Background information
- Born: 2 October 1939 Aliman, Romanian Kingdom
- Died: 9 August 2004 (aged 64) Bucharest, Romania
- Genres: Easy listening
- Occupation: singer
- Years active: 1964–2004

= Dan Spătaru =

Romanian singer (1939–2004)

Dan George Spătaru (/ro/; 2 October 1939, Aliman, Constanța County – 8 September 2004, Bucharest) was a Romanian singer, the songs "Drumurile" ("The roads", 1984), "Să cântăm, chitara mea!" ("Let's sing, my guitar", 1970), and "Măicuță, îți mulțumesc" ("Dear Mother, thank you", 1987).

==Life and career==
Spătaru was born on 2 October 1939, in a family of teachers, Gherghina and Aurel Spătaru. He spent his childhood in Aliman, his hometown, in Ion Corvin and in Medgidia, with his elder sister Puica (Maria Nicola) and his grandparents, farmers. Horses were the first passion as a child, later another passion emerged, much stronger, that of football. Spătaru grew up among his grandparents' stories and songs played by his parents. When he was 12, his mother died, and the two children moved to Medgidia with an aunt to fulfill the mother's wish that her children go to school. This is where Spătaru graduated from high school and started his football career. He evolved as a midfielder at the club FC Sportul Studențesc București.

In the third year at the "Faculty of Physical Education and Sport" he had to give up football, due to a disc herniation. He then dedicated himself to school and music. Spătaru was a student when he started playing at "Student House" in 1962. He started with Italian music, which was fashionable at the time. He inherited the love for music from his family; his father had played the violin. It was Camelia Dăscălescu who saw him. He listened to her once at "Mon Jardin" and took lessons with her. The first musical pieces performed by Spătaru were by Dăscălescu. Once on a terrace he met Temistocle Popa, who made almost all the rattles. The first great success was with "Să știi măicuța mea" by Popa. In 1972, he met his future wife, Sida, at the "Fantasio Theater" in Constanța. They married in 1974 and had a daughter, Dana. According to his wife's testimony, Spătaru was a devoted family man and a role model father.

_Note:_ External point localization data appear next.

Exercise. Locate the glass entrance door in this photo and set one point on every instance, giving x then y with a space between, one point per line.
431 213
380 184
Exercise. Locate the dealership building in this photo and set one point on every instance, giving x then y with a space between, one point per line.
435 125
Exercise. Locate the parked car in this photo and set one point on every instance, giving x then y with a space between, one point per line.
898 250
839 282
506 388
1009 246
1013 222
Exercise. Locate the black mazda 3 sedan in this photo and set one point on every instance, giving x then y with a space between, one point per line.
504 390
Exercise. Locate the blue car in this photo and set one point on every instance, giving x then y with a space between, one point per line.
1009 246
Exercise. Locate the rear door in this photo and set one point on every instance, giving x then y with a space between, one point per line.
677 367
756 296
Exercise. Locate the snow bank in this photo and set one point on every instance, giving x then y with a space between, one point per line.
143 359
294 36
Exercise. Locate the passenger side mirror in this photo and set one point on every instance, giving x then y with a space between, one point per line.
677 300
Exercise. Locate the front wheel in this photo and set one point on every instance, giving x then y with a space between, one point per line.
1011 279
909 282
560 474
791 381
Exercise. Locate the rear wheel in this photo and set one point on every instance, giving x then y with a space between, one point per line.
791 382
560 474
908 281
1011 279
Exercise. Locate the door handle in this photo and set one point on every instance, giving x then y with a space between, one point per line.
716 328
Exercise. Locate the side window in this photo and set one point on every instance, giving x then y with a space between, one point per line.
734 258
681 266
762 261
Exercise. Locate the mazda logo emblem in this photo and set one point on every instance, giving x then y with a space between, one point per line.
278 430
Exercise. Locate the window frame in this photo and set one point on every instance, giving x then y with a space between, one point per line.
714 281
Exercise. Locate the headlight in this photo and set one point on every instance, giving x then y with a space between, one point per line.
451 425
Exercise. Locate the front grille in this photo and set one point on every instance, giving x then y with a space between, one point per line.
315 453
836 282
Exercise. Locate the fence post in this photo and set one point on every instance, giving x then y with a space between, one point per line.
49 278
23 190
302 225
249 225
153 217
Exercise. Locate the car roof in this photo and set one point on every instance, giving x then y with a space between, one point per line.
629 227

He is the record-holder of the longest crowd applause of 16 minutes and 19 seconds. This happened in Varadero, Cuba in 1967, at an international festival.

Spătaru died of a heart attack on the morning of 8 September 2004. He was buried at Bellu cemetery in Bucharest; more than ten thousand people were present at his funeral.

==Songs==
He started his singing career in 1966, at the "Student's house". He wrote his first hit in 1984, "Drumurile" (The roads). Subsequently, he became famous in Romania with other songs, such as:
"De vrei să știi ce înseamnă roman",
"Dragu mi–i de țara mea",
"Drum bun",
"În rândul patru",
"Oare, oare",
"Măicuță, îți mulțumesc",
"Nimic nu e prea mult",
"Nu vreau să plângi",
"Prietene",
"Să cântăm, chitara mea",
"Spune-mi, mama ce mai face",
"Spune-mi unde, spune-mi cine",
"Țărăncuță, țărăncuță",
"Te-am iubit, Mario",
"Te-așteaptă un om",
"Nu m-am gândit la despărțire",
"Mai trece o zi",
"Și ce dacă trece vremea",
"Trecea fanfara militară",
"Cine te-a iubit?",
"Cerșetorul de lumină".
 He released albums under the Electrecord label.